[Python-Dev] A standard lexer?
Tim Peters
tim_one@email.msn.com
Sun, 8 Oct 2000 06:32:36 -0400
Blast from the past!
[/F]
> for phrase, action in lexicon:
> p.append("(?:%s)(?P#%d)" % (phrase, len(p)))
[Tim]
> How about instead enhancing existing (?P<name>pattern) notation, to
> set a new match object attribute to name if & when pattern matches?
> Then arbitrary info associated with a named pattern can be gotten at
> via dicts via the pattern name, & the whole mess should be more
> readable.
[/F
Sent: Sunday, July 02, 2000 6:35 PM]
> I just added "lastindex" and "lastgroup" attributes to the match object.
>
> "lastindex" is the integer index of the last matched capturing group,
> "lastgroup" the corresponding name (or None, if the group didn't have
> a name). both attributes are None if no group were matched.
Reviewing this before 2.0 has been on my todo list for 3+ months, and
finally got to it. Good show! I converted some of my by-hand scanners to
use lastgroup, and like it a whole lot. I know you understand why this is
Good, so here's a simple example of an "after" tokenizer for those who don't
(this one happens to tokenize REXX-like PARSE stmts):
import re
_token = re.compile(r"""
(?P<space> \s+)
| (?P<var> [a-zA-Z_]\w*)
| (?P<dontcare> \.)
| (?P<number> \d+)
| (?P<punc> [-+=()])
| (?P<string> " [^"\\\n]* (?: \\. [^"\\\n]*)* "
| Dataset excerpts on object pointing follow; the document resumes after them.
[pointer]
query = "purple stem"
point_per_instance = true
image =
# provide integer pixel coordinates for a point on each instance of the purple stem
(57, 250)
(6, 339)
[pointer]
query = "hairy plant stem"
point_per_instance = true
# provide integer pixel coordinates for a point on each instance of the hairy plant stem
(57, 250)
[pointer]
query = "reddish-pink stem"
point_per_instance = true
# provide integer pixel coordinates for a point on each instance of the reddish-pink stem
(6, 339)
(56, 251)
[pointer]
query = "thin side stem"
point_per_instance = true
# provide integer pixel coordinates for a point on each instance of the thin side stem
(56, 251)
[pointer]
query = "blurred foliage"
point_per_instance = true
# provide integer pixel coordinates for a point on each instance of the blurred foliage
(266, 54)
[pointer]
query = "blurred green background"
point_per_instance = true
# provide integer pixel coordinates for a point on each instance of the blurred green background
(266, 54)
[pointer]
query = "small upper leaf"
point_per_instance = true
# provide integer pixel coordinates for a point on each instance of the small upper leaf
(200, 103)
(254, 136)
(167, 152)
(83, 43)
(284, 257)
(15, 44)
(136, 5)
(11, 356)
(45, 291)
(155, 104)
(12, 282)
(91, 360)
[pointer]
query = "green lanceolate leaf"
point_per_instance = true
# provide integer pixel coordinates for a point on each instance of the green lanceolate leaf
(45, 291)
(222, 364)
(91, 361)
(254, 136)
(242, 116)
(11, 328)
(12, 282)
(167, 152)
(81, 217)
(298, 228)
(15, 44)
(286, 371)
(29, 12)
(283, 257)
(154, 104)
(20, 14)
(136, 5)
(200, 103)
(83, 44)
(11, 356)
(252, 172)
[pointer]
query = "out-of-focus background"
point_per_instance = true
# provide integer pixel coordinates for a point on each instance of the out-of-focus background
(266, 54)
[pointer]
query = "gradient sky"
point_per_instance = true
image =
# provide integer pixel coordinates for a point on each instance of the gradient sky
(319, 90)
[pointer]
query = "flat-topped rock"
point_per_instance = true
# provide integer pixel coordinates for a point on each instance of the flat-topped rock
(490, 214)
| ' [^'\\\n]* (?: \\. [^'\\\n]*)* '
)
""", re.VERBOSE).match
del re
(T_SPACE,
T_VAR,
T_DONTCARE,
T_NUMBER,
T_PUNC,
T_STRING,
T_EOF,
) = range(7)
# For debug output.
_enum2name = ["T_SPACE",
"T_VAR",
"T_DONTCARE",
"T_NUMBER",
"T_PUNC",
"T_STRING",
"T_EOF",
]
_group2action = {
"space": (T_SPACE, None),
"var": (T_VAR, None),
"dontcare": (T_DONTCARE, None),
"number": (T_NUMBER, int),
"punc": (T_PUNC, None),
"string": (T_STRING, eval),
}
def tokenize(s, tokeneater):
i, n = 0, len(s)
while i < n:
m = _token(s, i)
if not m:
raise ParseError(s, i)
group = m.lastgroup
enum, action = _group2action[group]
val = m.group(group)
if action is not None:
val = action(val)
tokeneater(enum, val)
i = m.end()
tokeneater(T_EOF, None)
The tokenize function here used to be a mass of if/elif stmts trying to
figure out which group had matched. Now it's all table-driven: easier to
write, reuse & maintain, and quicker to boot. +1.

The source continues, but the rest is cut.